Уважаемые форумчане подскажите пожалуйста, может кто сталкивался с такой бедой. При демонтаже оси 1-2 ряда на Кировском цельнопланочном баяне она оборвалась внутри. Клавишный механизм идентичен Рубиновскому. Подскажите это можно вылечить?


----------



## vev (15 Сен 2020)

kostyuk, 
Форум Мир баяна в помощь... Было там и не раз


----------



## kostyuk (16 Сен 2020)

Перерыл я мир баяна, так ни чего не нашёл


----------



## Kuzalogly (16 Сен 2020)

Если серьёзно занимаетесь ремонтом- у Вас есть склад недобитых баянов. Если нет- искать убитый донор за недорого... .


----------



## kostyuk (16 Сен 2020)

Kuzalogly написал(а):


> Если серьёзно занимаетесь ремонтом- у Вас есть склад недобитых баянов. Если нет- искать убитый донор за недорого... .


Там только с шестого Рубина гриф подойдёт, а у меня такого как раз и нет, есть пятый и седьмой


----------



## Ferrum (8 Ноя 2020)

Здравствуйте.
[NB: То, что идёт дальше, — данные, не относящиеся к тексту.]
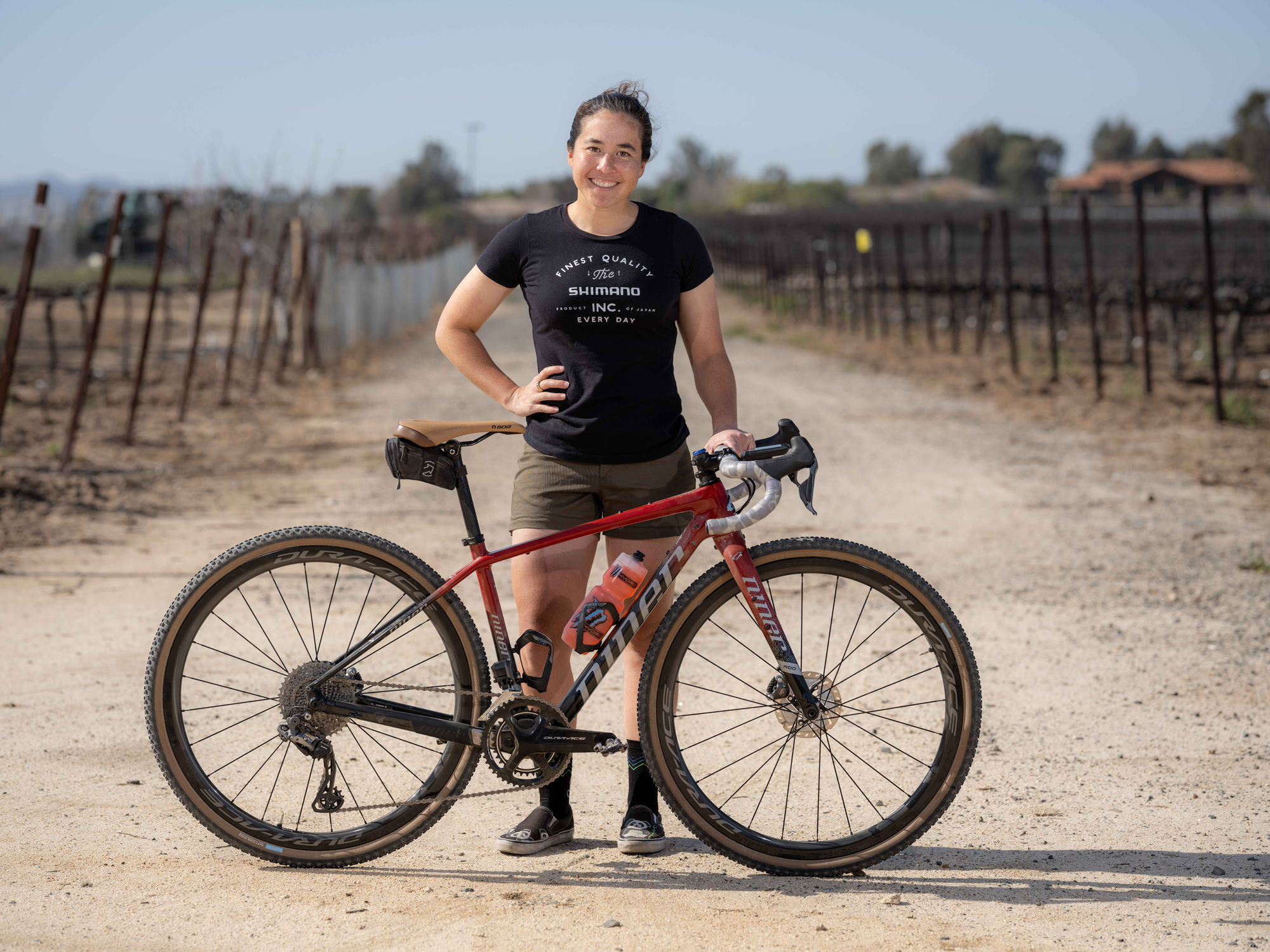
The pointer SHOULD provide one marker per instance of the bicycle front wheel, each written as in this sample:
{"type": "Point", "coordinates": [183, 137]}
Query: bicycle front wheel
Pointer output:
{"type": "Point", "coordinates": [758, 781]}
{"type": "Point", "coordinates": [238, 647]}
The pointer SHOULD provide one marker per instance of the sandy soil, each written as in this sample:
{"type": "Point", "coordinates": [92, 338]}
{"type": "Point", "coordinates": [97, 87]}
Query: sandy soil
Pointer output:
{"type": "Point", "coordinates": [1120, 798]}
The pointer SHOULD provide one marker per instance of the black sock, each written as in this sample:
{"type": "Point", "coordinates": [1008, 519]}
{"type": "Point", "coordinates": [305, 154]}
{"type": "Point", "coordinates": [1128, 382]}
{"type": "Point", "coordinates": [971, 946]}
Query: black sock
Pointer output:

Посмотрю в залежах. есть точно от 302 тулы, и еще какой-то. Если еще актуально - сфоткаю.


----------



## gerborisov (8 Ноя 2020)

Это ж как нужно было тянуть... Вращать нужно при демонтаже. Можно аккуратно протолкнуть другой проволокой, чуть меньшего диаметра или подцепить круглогубцами между клавиш.


----------